Page 9 of the report includes this remarkable statistic: If we just continue on the way we’re going , then “spending for Social Security, Medicare, other major health programs, defense, and interest payments” will “nearly equal all of the government’s revenues in 2020 and would exceed them from 2022 onward — leaving no revenues to cover any other federal activities, such as income security programs, retirement benefits for federal civilian and military employees, transportation, research, education, law enforcement, and many other programs.”

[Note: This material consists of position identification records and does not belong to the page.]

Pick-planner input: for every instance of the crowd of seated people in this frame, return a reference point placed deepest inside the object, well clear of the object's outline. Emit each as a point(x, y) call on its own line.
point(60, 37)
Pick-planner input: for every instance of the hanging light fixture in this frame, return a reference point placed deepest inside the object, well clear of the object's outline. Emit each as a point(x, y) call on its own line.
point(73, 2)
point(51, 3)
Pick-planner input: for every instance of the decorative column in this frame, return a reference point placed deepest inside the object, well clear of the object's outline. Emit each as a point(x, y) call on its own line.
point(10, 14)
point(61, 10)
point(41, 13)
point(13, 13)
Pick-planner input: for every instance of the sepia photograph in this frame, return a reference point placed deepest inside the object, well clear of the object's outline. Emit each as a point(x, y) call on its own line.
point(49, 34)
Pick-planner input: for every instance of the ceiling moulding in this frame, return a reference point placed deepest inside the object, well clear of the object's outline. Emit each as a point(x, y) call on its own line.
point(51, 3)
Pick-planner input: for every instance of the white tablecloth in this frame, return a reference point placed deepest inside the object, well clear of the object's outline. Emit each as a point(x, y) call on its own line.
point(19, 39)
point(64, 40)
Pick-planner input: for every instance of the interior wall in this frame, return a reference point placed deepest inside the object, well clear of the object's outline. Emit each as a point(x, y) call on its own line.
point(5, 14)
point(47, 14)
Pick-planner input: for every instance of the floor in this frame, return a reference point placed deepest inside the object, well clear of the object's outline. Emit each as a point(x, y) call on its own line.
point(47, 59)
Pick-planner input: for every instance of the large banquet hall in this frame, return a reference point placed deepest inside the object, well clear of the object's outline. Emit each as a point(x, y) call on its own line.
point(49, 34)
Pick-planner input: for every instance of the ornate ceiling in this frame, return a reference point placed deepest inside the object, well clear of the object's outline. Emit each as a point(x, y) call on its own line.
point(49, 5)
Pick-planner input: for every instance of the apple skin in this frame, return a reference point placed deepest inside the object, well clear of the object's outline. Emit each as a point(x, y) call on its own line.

The projection does not include reforms not yet in effect, i.e., those of the Patient Protection and Affordable Care Act ("Obamacare"), but it's beyond obvious that healthcare costs are the elephant in the room. The cost control measures of Obamacare are not going to fix the problem, but at least they're a starting point. If the Republicans choose to continue to pretend that this is a problem we can fix by repealing the first serious effort to bend the cost curve, or by cutting funds for PBS, they're (still) not serious about balancing the budget. If you recall, when the Democrats proposed a modest measure to help patients understand end-of-life care, something that could conceivably lead to better care and outcomes for elderly patients, the Republicans demagogued about "death panels".

The only Republican reform ideas we seem to be hearing about on healthcare are to turn all public insurance programs into voucher programs, and to strip preventive care out of health insurance and pretty much make everything but catastrophic care self-funded through a MSA. "Let's not look at what is working here, and certainly not at what is working in the rest of the world." If our nation's per capita healthcare expenses were reduced to the levels typical of other developed nations, most of our immediate budgetary problems would disappear - we would still have a cost curve issue, but we would have a much better starting point. The Republicans won't consider emulating even the most market-based foreign healthcare models - not just because ideology trumps balancing the budget, but because it's easier to argue for cuts if you first contrive a crisis.